By Dustin Volz
WASHINGTON (Reuters) - A U.S. appeals court will weigh a constitutional challenge on Wednesday to a warrantless government surveillance programme brought by an Oregon man found guilty of attempting to detonate a bomb in 2010 during a Christmas tree-lighting ceremony.
The case before a three-judge panel of the 9th U.S. Circuit Court of Appeals is the first of its kind to consider whether a criminal defendant’s constitutional privacy rights are violated under a National Security Agency programme that allows spying on Americans’ international phone calls and internet communications.
Mohamed Mohamud, a Somali-American, was convicted in 2013 of plotting to use a weapon of mass destruction and sentenced to 30 years in prison.
In 2010, Mohamud, a naturalized U.S. citizen who was then 19, was found to have attempted to remotely detonate a fake car bomb planted near a square crowded with thousands of people attending a ceremony in downtown Portland the day after Thanksgiving.
Mohamud’s lawyers argued he was entrapped by law enforcement officers posing as al Qaeda militants.
Wednesday’s case, U.S. v.

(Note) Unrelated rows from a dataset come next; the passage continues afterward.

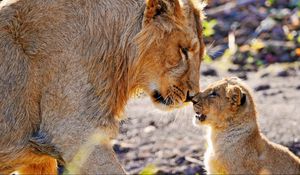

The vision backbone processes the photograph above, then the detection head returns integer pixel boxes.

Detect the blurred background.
[113,0,300,174]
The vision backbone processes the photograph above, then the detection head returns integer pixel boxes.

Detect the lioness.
[193,78,300,174]
[0,0,205,174]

Mohamud, challenges the admissibility of evidence brought to trial obtained under a foreign intelligence statute on grounds it does not allow the government to retain and access content of communications belonging to Americans and that it is unconstitutional.
That law, amended in 2008 by Congress and known as Section 702, enables internet surveillance programs known as Prism and Upstream that were first disclosed publicly in a series of leaks by former NSA contractor Edward Snowden three years ago.

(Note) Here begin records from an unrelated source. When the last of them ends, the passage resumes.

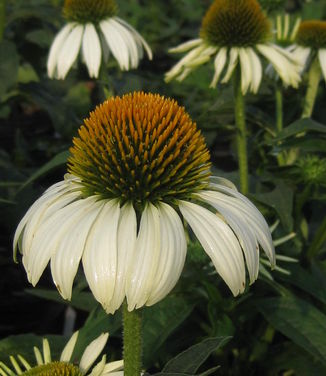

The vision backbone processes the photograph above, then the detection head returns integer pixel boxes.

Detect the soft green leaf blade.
[19,150,69,190]
[143,296,194,365]
[162,337,232,375]
[257,295,326,363]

Prism gathers messaging data from Alphabet (NASDAQ:GOOGL) Inc's Google, Facebook Inc (NASDAQ:FB), Microsoft Corp (NASDAQ:MSFT), Apple Inc (NASDAQ:AAPL) and other major tech companies that is sent to and from a foreign target under surveillance. Upstream allows the NSA to copy web traffic flowing along the internet backbone located inside the United States and query that data for certain terms associated with a target.
Officials have conceded that data about Americans is sometimes "incidentally" collected under these programs, and later used for domestic criminal investigations. Critics see it as back-door surveillance of Americans without a warrant.
The government has not disclosed which programme was used to surveil Mohamud and only alerted him and his lawyers to how evidence against him was collected after his conviction.
Section 702 has been challenged before in court, but cases have generally been dismissed due to an inability to prove someone’s communications were actually caught up in the highly secretive programs.
The case may have political implications, as Congress must reauthorize Section 702 by Dec. 31, 2017, or let it expire.